Weitensfelder Tor
Spitzname
Das Weitensfelder Tor war liebevoll bekannt als Türlein.
Geschichte
Das Weitensfelder Tor wurde erstmals 1284 urkundlich erwähnt und gehörte zu den vier Stadttoren.
Lage
Es befand sich im nordwestlichen Abschnitt der Stadtmauer und ermöglichte den Zugang zur Weitensfelder Vorstadt.
Architektur & Merkmale
(Basierend auf zwei Kupferstichen, datiert 1649 und 1688)
Ein Kupferstich aus dem Jahr 1649 zeigt, dass das befestigte Weitensfelder Tor keinen Torturm besaß.
Zu dieser Zeit umfasste die Anlage:
– einen in die nordwestliche Zwingermauer eingebauten Zwinger
– eine befestigte Öffnung in der dahinterliegenden Ringmauer (Kurtine)
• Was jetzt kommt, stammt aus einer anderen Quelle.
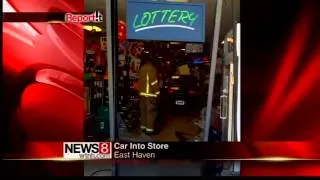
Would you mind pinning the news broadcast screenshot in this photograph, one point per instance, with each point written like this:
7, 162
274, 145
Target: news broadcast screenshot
201, 88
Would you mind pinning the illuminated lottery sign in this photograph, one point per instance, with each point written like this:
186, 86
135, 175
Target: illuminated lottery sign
165, 21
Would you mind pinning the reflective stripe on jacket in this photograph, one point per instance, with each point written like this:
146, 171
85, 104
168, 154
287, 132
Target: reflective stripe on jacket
148, 81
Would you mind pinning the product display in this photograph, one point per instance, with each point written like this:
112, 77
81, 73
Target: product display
96, 93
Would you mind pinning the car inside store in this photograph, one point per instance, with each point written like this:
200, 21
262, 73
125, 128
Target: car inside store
186, 73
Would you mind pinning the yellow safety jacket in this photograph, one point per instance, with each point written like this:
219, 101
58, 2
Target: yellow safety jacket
148, 81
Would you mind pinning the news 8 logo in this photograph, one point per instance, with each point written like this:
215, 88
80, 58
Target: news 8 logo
87, 150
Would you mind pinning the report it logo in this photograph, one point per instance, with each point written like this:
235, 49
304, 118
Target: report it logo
84, 18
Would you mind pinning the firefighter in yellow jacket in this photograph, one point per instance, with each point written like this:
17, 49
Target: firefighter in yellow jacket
149, 91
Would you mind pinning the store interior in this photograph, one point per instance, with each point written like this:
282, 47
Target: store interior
180, 65
174, 61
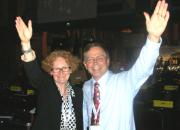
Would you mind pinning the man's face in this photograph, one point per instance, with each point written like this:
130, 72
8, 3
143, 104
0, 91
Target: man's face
96, 62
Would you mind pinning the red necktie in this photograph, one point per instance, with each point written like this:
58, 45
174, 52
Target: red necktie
96, 100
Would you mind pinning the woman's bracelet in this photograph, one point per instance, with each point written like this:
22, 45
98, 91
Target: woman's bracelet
27, 51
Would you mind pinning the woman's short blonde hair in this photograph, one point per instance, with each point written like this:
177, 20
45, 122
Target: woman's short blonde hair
71, 60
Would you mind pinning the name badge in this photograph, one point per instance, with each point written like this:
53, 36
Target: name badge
94, 127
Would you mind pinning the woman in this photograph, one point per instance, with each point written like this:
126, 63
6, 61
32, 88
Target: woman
59, 104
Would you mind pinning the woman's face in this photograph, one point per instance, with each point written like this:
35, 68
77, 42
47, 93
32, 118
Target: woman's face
60, 71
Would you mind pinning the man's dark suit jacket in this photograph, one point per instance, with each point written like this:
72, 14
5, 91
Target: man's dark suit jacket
49, 100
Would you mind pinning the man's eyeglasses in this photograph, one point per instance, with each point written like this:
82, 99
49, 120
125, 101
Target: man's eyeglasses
97, 59
63, 69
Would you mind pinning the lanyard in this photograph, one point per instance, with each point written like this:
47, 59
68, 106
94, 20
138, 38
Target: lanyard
94, 110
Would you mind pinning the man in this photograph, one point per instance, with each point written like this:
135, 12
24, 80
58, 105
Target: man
110, 107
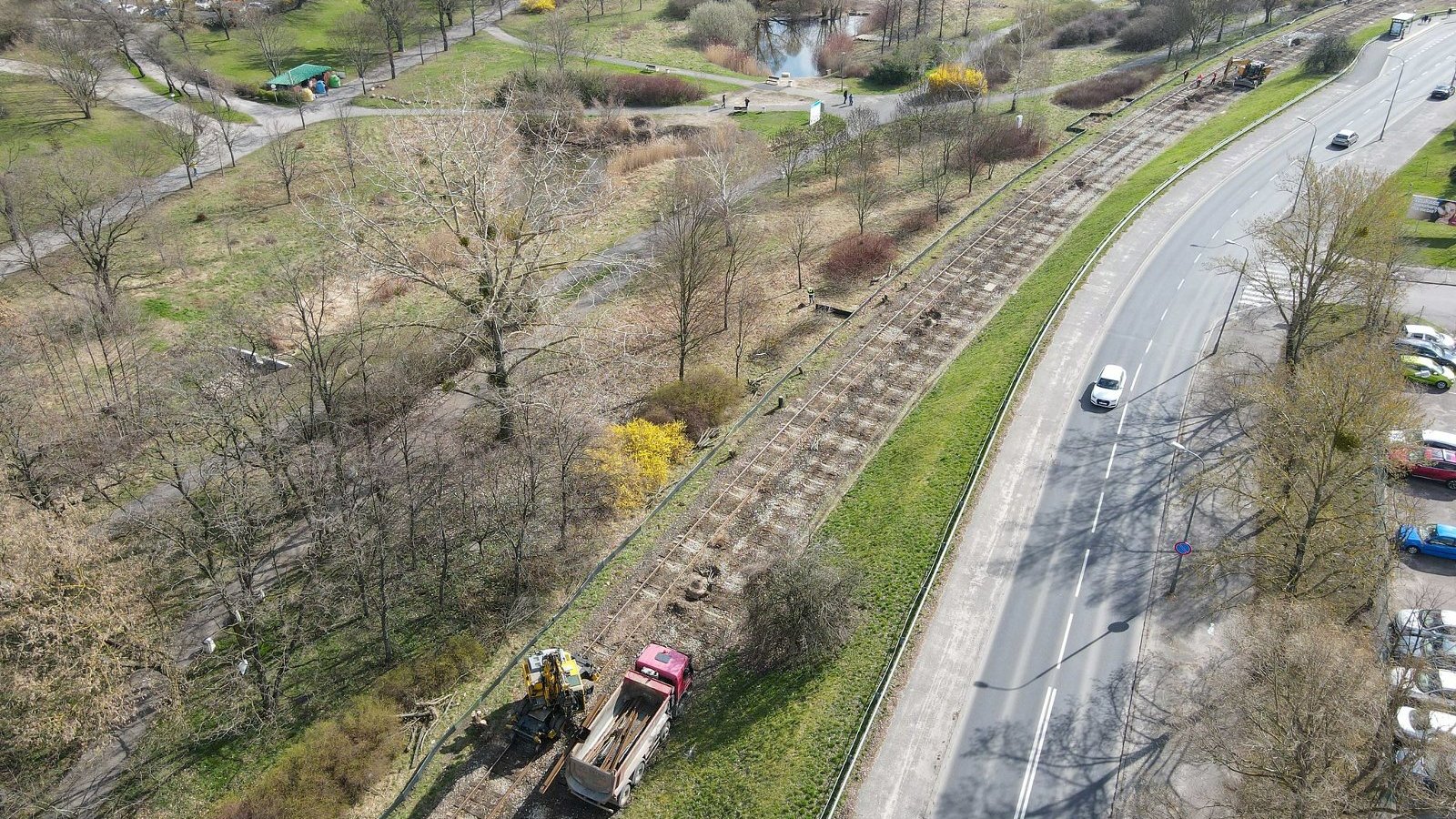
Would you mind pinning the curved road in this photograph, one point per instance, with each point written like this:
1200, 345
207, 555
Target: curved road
1018, 700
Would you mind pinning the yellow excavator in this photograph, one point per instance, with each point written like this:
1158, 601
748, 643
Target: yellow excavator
557, 690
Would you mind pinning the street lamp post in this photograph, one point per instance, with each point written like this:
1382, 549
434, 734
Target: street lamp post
1394, 94
1191, 511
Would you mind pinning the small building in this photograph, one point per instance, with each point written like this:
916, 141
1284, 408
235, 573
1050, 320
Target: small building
305, 76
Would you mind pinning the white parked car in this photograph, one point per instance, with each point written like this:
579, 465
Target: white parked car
1427, 332
1107, 389
1429, 438
1424, 622
1436, 685
1423, 723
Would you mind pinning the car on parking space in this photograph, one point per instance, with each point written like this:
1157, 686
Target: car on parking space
1429, 438
1431, 685
1107, 389
1436, 540
1426, 622
1427, 332
1424, 370
1443, 356
1439, 652
1426, 462
1423, 723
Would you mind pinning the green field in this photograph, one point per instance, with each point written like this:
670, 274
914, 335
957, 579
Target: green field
38, 121
1429, 174
238, 58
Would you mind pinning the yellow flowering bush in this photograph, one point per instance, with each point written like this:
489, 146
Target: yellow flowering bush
638, 457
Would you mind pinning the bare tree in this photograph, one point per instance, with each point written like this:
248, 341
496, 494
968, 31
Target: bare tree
803, 228
73, 62
284, 157
186, 136
560, 35
791, 147
480, 219
359, 36
684, 267
1309, 263
795, 610
273, 40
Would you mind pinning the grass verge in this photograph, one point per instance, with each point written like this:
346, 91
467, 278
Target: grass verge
771, 745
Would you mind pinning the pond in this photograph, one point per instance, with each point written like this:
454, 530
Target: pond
790, 46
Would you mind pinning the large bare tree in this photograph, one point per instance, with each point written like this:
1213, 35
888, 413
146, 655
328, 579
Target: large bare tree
480, 215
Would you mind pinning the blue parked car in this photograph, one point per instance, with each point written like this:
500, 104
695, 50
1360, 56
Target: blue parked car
1436, 540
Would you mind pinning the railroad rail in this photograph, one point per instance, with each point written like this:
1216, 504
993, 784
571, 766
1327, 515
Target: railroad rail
798, 467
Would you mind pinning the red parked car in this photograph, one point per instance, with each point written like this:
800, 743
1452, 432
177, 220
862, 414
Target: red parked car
1426, 462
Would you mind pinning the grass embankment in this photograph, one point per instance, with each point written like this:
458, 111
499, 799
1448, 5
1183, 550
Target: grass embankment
238, 58
1429, 174
38, 120
771, 745
475, 66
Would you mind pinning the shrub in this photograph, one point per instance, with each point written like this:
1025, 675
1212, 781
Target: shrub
956, 80
1329, 56
1152, 29
654, 89
679, 9
699, 401
727, 22
916, 220
890, 73
1101, 89
855, 258
638, 457
733, 58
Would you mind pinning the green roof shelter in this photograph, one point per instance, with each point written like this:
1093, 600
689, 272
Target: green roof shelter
298, 75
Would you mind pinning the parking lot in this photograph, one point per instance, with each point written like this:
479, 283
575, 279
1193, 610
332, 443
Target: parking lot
1431, 581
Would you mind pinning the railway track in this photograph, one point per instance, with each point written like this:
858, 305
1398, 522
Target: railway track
772, 499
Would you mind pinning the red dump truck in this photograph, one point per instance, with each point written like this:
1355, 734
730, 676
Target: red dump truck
630, 727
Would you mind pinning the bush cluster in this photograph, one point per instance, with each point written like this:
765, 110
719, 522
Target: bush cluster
723, 22
1329, 56
699, 401
1101, 89
856, 258
339, 760
1092, 28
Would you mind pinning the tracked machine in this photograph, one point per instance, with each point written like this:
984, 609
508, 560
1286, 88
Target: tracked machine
557, 690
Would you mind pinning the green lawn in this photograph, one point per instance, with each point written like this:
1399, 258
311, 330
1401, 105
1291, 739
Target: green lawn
238, 58
645, 36
38, 121
771, 745
473, 66
1429, 174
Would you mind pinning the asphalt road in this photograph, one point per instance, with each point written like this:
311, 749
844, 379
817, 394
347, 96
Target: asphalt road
1059, 566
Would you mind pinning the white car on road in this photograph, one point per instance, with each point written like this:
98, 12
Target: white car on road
1107, 389
1423, 723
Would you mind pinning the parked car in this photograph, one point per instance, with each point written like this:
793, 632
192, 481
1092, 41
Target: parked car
1434, 685
1436, 540
1427, 438
1426, 462
1426, 622
1427, 332
1426, 370
1439, 652
1107, 389
1421, 723
1434, 351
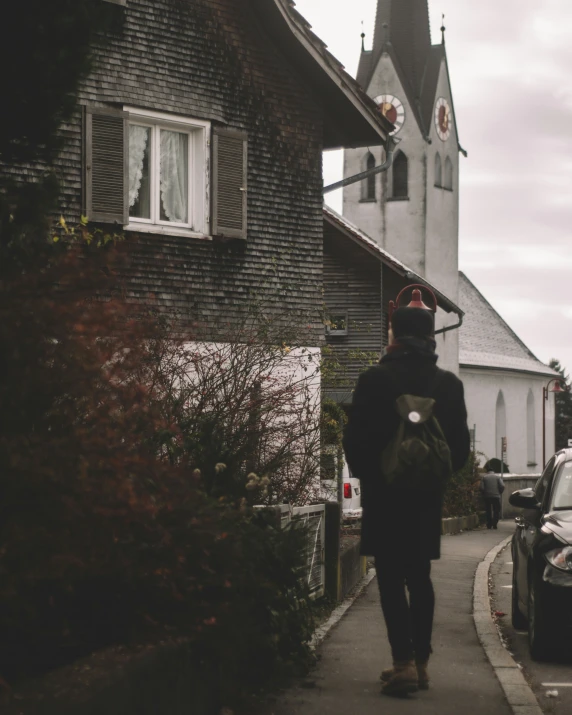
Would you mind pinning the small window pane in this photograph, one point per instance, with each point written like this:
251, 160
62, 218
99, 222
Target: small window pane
174, 177
400, 176
139, 180
563, 490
– einen Durchgang, der den Zwinger mit der Öffnung in der Ringmauer verband
Das befestigte Tor wurde durch einen breiten Wassergraben (20–25 Meter) geschützt, dessen Spuren noch bis Mitte des 18. Jahrhunderts sichtbar waren.
Zusätzlichen Schutz bot ein Türmchen auf der Kurtine (Ringmauer), unmittelbar neben der Toranlage.
Ein weiterer Kupferstich aus dem Jahr 1688 belegt die bauliche Ergänzung eines Torturms. Dieser wurde im späten 17. Jahrhundert im Zuge umfangreicher Verstärkungen der Stadtbefestigung errichtet.
Abtragung | Weitensfelder Tor
Das Weitensfelder Tor wurde im Jahr 1866 im Zuge der Stadterweiterung abgetragen.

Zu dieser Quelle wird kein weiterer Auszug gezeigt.